A prospective study first presented at the American Association for Cancer Research's 9th Annual International Conference on Frontiers in Cancer Prevention Research has reported that smoking increases risk of breast cancer-specific death, as well as death from other causes, among breast cancer survivors. Cigarette smoke has been shown to increase the ability of cancer cells to metastasize but its influence on breast cancer outcome remains poorly understood.

The study included 2,265 women diagnosed with breast cancer from 1997 to 2000 and followed for approximately nine years. The authors examined whether smoking was associated with death from breast cancer and non-breast cancer-related causes, while taking into account age, education, body mass index (BMI), tumor characteristics and treatment. A total of 164 women died from breast cancer and 120 died from other causes during the follow-up period.

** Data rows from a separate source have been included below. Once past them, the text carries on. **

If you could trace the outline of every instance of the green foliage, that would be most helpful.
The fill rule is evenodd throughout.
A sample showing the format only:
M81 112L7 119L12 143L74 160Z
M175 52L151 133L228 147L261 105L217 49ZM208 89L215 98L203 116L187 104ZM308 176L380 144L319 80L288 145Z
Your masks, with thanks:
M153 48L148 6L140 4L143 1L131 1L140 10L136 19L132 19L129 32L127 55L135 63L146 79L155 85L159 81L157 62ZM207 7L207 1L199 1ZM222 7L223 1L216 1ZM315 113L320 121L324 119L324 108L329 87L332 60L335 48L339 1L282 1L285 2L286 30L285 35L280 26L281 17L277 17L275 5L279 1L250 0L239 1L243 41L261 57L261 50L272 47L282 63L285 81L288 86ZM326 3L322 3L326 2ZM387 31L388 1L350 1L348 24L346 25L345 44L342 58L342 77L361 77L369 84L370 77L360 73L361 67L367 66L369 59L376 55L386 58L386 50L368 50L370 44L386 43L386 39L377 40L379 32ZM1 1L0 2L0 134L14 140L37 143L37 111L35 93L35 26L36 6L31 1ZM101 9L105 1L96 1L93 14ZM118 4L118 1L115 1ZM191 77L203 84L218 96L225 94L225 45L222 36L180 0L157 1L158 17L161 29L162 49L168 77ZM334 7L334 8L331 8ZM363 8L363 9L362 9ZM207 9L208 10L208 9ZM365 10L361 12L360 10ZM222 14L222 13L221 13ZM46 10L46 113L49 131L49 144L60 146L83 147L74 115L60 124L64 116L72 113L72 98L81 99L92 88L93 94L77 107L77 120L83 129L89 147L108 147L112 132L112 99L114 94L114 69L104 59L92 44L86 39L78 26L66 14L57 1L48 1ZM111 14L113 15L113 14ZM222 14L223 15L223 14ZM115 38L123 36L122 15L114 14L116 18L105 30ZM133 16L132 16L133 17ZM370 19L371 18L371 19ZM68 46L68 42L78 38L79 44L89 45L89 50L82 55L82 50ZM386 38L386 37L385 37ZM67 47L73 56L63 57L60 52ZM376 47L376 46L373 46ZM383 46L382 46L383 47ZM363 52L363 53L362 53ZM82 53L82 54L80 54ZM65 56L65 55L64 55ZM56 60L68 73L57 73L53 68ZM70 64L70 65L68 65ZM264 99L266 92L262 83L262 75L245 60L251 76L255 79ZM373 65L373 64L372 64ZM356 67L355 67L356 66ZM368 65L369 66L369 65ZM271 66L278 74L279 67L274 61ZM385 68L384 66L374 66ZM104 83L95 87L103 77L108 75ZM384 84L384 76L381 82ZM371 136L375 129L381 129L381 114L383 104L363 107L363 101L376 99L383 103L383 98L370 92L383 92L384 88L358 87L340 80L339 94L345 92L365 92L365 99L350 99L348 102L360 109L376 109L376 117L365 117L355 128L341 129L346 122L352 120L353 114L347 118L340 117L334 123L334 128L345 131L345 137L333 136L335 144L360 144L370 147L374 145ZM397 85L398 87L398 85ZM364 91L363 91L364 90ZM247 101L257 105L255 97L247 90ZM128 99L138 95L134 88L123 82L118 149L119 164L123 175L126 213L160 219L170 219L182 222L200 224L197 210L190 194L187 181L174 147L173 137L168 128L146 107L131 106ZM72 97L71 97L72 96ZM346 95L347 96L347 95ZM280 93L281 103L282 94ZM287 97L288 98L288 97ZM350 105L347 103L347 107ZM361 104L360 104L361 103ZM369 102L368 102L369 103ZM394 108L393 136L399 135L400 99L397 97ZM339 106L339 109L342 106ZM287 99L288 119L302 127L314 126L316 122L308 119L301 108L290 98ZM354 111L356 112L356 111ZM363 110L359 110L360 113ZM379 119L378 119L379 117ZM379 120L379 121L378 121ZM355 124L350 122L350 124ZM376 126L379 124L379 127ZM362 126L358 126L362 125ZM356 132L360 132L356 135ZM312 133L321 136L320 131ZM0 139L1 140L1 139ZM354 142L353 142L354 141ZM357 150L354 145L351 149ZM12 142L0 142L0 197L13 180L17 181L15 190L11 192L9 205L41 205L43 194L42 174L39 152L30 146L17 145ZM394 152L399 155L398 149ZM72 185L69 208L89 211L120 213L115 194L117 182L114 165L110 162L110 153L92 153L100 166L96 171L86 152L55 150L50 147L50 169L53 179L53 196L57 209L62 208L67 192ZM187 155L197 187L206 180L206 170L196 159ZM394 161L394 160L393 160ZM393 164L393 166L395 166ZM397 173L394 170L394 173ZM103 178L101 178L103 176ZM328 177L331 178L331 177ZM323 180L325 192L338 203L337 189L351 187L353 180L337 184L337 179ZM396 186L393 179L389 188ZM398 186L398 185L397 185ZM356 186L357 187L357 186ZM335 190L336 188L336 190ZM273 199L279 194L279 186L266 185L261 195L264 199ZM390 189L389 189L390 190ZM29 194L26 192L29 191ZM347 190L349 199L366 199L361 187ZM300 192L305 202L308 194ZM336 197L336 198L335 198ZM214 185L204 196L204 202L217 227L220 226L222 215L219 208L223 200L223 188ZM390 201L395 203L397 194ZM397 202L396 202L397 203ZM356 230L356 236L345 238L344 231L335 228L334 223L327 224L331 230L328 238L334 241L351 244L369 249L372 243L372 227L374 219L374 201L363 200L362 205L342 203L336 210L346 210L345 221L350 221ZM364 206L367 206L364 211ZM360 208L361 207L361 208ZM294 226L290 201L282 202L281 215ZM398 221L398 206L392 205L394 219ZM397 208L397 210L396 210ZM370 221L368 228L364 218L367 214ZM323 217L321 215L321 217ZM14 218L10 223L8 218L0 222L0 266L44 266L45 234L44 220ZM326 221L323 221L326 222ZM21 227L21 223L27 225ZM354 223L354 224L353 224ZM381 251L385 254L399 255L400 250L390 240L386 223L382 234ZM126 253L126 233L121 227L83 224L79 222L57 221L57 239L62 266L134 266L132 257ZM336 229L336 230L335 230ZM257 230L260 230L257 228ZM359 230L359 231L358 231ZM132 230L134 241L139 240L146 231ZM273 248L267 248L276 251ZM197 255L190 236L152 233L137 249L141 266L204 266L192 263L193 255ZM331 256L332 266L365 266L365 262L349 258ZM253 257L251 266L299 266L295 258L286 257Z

Women who were current or past smokers were found to have a 39% higher rate of dying from breast cancer and a two-fold higher rate of dying from other causes than women who had never smoked. When the data was analyzed according to subgroups, the negative effect of smoking on breast cancer survival was found to be highest among women who were normal weight or underweight (BMI < 25kg/m2) (83% higher rate of breast cancer-specific death than non-smokers), whose tumors were not HER2 positive 61% higher), or who were postmenopausal (47% higher). The authors conclude that smoking was associated with important increases in risk of death from breast cancer and other causes independently of clinical, sociodemographic and other lifestyle-related factors among the women in the study.